The novel does provide us with a fairly memorable diabolical criminal mastermind in the person of Edward Lumley. Lumley is a man in his 60s, a collector of old Wedgewood and a keen bibliophile and scholar. He is an urbane and civilised man but he heads an organisation known as the Power-House, an organisation that threatens the very existence of western civilisation.

Like many of the heroes of early spy fiction Sir Edward Leithen is drawn into the world of espionage by accident and against his will, although he has to admit that he rather enjoys himself. Leithen is a rising barrister and a Member of Parliament. It’s fitting that Buchan should choose a politician as his hero given that Buchan himself had an active career in politics which culminated in his appointment as Governor-General of Canada as the first Baron Tweedsmuir. 
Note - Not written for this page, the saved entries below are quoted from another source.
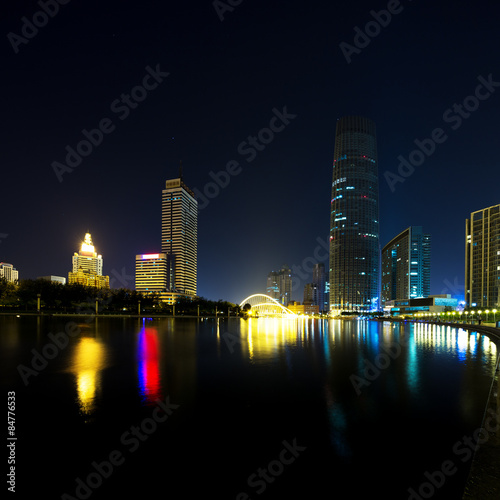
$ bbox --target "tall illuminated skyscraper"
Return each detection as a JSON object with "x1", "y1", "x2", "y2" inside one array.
[
  {"x1": 329, "y1": 116, "x2": 380, "y2": 313},
  {"x1": 161, "y1": 174, "x2": 198, "y2": 296},
  {"x1": 465, "y1": 204, "x2": 500, "y2": 308}
]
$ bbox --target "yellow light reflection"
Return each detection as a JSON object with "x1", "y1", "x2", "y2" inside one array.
[
  {"x1": 237, "y1": 317, "x2": 301, "y2": 361},
  {"x1": 73, "y1": 337, "x2": 105, "y2": 417}
]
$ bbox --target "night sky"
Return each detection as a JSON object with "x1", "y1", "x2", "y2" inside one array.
[{"x1": 1, "y1": 0, "x2": 499, "y2": 304}]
Leithen’s pal Tommy Deloraine, also an MP, tells him of the strange behaviour of their old friend Charles Pitt-Heron. Pitt-Heron has suddenly converted a room in his house into a laboratory, has remained closeted in the laboratory performing mysterious experiments, and has then abruptly vanished. Tommy is convinced that there is something fishy going on, that Pitt-Heron has become involved, probably unwittingly (since he is a decent fellow), in something foolhardy and possibly even sinister. Tommy believes Pitt-Heron is in Moscow and sets off to find him.

While Tommy is off in foreign parts Leithen is becoming more and more heavily involved, mostly through a chain of coincidences which seem to keep leading him to an old gentleman named Edward Lumley. Lumley is clearly an educated and cultured man, a connoisseur of the arts, but there is something about him that suggests to Leithen that he may be very dangerous indeed. Lumley’s ideas quite frankly terrify Leithen. Leithen also finds that the trail leads to a sinister international organisation know as the Power-House.

Tommy follows Pitt-Heron’s trail to Bokhara but although he imagines that this is his adventure the crucial events of the story will unfold in London, and it is the sedentary Leithen who will be the hero of the hour.

Interestingly, given that Buchan was a staunch Tory, Leithen’s main ally in the struggle against the Power-House is a patriotic and courageous Labour MP.

This is in many ways typical Edwardian spy fiction, but told with Buchan’s inimitable style and verve. Sir Edward Leithen is an unconventional spy fiction hero, certainly not an action  hero like Richard Hannay, but that’s part of the charm of this short novel. Highly recommended.